Effects of occupational exposure to trace levels of halogenated anesthetics on the liver, kidney, and oxidative stress parameters in operating room personnel
Published in Toxin Reviews, 2020
Abbas Jafari, Fatemeh Jafari, Iraj Mohebbi
Several inhalational anesthetic agents are being used to induce and maintain anesthesia. Even in modern operating rooms (ORs), the trace levels of volatile anesthetics may leak from the breathing circuit and pollute the ambient air. Contamination of the OR environment occurs due to several reasons, including induction of anesthesia, pediatric anesthesia, exhalation of the patient, anesthesia machine leakage, inadequate scavenging system, and so on (Hoerauf et al.1996; Irwin et al.2009, Jafari et al.2018). Thus, OR personnel are unavoidably exposed to inhalational anesthetics that may lead to adverse health effects (Byhahn et al.2001, Irwin et al.2009).
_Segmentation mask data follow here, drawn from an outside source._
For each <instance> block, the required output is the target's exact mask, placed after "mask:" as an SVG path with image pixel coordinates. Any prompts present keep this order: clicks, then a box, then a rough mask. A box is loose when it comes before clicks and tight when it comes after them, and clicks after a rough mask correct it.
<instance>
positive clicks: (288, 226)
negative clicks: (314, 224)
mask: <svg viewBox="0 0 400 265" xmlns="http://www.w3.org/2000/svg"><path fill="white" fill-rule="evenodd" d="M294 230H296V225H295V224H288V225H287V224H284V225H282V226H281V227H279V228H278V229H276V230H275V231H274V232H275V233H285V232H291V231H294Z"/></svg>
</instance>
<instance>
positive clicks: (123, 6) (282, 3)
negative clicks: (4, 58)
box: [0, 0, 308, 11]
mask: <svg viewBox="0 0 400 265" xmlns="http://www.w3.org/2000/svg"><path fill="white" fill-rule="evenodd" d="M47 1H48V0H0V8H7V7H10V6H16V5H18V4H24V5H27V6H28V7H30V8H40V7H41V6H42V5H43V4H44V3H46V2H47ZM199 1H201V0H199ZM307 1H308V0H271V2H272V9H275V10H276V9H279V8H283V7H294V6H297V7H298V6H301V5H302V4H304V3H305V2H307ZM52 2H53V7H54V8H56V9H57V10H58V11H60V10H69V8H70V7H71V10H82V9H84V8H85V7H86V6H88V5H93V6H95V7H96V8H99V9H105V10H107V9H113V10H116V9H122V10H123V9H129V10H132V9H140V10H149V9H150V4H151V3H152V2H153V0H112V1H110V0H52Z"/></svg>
According to previous experimental studies, long-term exposure to anesthetic gases, especially halogenated agents (e.g. isoflurane, sevoflurane, enflurane, and methoxyflurane), can result in genotoxicity, neurotoxicity, spontaneous abortion, congenital malformations, as well as liver and kidney damage (McGregor 2000, Grasshoff and Antkowiak 2006, Rocha et al.2015, Zhu et al.2017). Although the exact mechanisms underlying these effects have not been elucidated, some researchers believe that anesthetic agents exert their adverse effect via inducing of oxidative stress (Malekirad et al.2005, Türkan et al.2005). Oxidative stress is defined as a marked imbalance between the production of reactive oxygen species (ROS) and antioxidant defense. Based on previous investigations, chronic exposure to anesthetic gases induces the ROS formation and oxidative damage to macromolecules (i.e. DNA, proteins, and lipids; Ranjbar et al.2007, Irwin et al.2009).